Valid suppliers are:

  • mnist: This supplier provides MNIST data for the MNIST: Handwriting recognition example. It takes two parameters: images and labels, each of which, in turn, is a Standard Packaging.

    The MNIST supplier also takes care of creating a one-hot representation of the labels as well as normalizing the images. The images are presented to the network as single channel images (i.e., they are 3D).

  • cifar: This supplier provides CIFAR data for the CIFAR-10: Image Classification example. In addition to standard Standard Packaging, you can also specify:

    • parts: Which parts of the data set to load. CIFAR-10 splits the data sets into 6 pieces, named: 1, 2, 3, 4, 5, and “test”. If parts is not specified, all six pieces are loaded by the supplier; otherwise, parts can be a single piece to load, or a list of pieces to load.
  • pickle: Loads a pickled Python data structure. The pickled file is expected to contain a dictionary whose keys are strings naming the respective containers in the model, and whose values are numpy arrays. The name of the file is expected as the only argument to pickle: pickle: PATH.

  • numpy_dict: Loads a pickled Numpy dictionary. These files are created by taking a Python dictionary whose keys a strings naming the data, and whose values are numpy arrays, and saving the dictionary with numpy.save. The name of the file is expected as the only argument: numpy_dict: PATH.

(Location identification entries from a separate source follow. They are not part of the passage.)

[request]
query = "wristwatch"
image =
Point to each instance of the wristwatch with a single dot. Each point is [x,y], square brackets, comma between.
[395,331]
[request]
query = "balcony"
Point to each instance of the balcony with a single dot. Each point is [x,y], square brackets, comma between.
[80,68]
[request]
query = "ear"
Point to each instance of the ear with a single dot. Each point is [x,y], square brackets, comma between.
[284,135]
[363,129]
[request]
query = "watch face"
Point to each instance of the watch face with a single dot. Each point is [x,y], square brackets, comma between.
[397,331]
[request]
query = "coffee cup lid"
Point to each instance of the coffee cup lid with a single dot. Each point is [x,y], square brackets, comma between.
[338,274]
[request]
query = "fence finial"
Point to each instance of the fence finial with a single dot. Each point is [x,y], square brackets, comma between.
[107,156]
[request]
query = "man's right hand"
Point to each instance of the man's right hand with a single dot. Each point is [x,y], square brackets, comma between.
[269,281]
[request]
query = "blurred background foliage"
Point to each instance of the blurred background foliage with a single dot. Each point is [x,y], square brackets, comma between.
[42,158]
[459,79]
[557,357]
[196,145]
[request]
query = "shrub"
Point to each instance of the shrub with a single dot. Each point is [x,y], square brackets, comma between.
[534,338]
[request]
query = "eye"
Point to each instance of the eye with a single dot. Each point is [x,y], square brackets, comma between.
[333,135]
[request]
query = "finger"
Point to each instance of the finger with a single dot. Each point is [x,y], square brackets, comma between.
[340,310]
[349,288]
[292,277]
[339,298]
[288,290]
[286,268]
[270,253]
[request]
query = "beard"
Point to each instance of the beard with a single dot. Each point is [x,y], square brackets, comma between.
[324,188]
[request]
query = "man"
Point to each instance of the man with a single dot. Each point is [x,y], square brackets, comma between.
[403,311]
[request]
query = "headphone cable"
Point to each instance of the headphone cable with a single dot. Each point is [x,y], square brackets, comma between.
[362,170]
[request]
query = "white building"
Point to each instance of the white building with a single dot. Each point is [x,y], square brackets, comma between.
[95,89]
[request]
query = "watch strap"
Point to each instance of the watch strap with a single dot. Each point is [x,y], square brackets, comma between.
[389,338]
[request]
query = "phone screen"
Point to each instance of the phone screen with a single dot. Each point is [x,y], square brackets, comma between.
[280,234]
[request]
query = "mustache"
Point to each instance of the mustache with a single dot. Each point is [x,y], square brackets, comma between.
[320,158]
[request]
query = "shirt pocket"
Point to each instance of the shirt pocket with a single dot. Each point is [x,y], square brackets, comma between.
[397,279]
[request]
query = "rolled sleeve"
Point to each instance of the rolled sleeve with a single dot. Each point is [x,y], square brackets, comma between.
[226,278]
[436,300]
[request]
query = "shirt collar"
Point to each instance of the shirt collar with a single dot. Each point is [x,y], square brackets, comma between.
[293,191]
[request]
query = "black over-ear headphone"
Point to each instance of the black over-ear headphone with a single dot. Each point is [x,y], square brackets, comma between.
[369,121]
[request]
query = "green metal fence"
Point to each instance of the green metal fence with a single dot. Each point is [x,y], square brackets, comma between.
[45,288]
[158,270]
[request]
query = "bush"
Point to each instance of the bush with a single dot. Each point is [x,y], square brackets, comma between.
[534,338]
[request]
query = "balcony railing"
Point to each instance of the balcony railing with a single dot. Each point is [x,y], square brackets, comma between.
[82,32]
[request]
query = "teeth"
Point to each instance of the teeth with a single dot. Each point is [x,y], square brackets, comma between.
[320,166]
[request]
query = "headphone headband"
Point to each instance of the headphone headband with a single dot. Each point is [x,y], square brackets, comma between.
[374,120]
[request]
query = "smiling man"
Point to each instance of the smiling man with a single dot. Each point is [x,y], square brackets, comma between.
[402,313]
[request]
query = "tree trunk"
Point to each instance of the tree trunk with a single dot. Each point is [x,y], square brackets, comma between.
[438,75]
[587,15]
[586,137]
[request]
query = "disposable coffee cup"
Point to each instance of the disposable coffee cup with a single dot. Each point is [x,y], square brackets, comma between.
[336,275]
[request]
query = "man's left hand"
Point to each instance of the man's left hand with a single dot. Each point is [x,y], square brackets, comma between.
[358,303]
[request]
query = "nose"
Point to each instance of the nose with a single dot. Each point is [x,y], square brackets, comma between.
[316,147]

  • jsonl: Loads data from a JSON-lines / line-delimited JSON / JSONL file. This file is just one JSON object per line. See here for more details on JSONL. The keys of the first object are taken to represent sources, which will pull from the value for that key at each step, which should be a tensor (i.e., rectangular JSON Array or a JSON Number) The name of the file is expected as the only argument to jsonl: jsonl: PATH.jsonl. One reason to use JSONL is that it permits arbitrary tensor shapes and number of data columns. One downside is that these JSONL files can become quite large for high-dimensional tensors, unless stored in compressed format.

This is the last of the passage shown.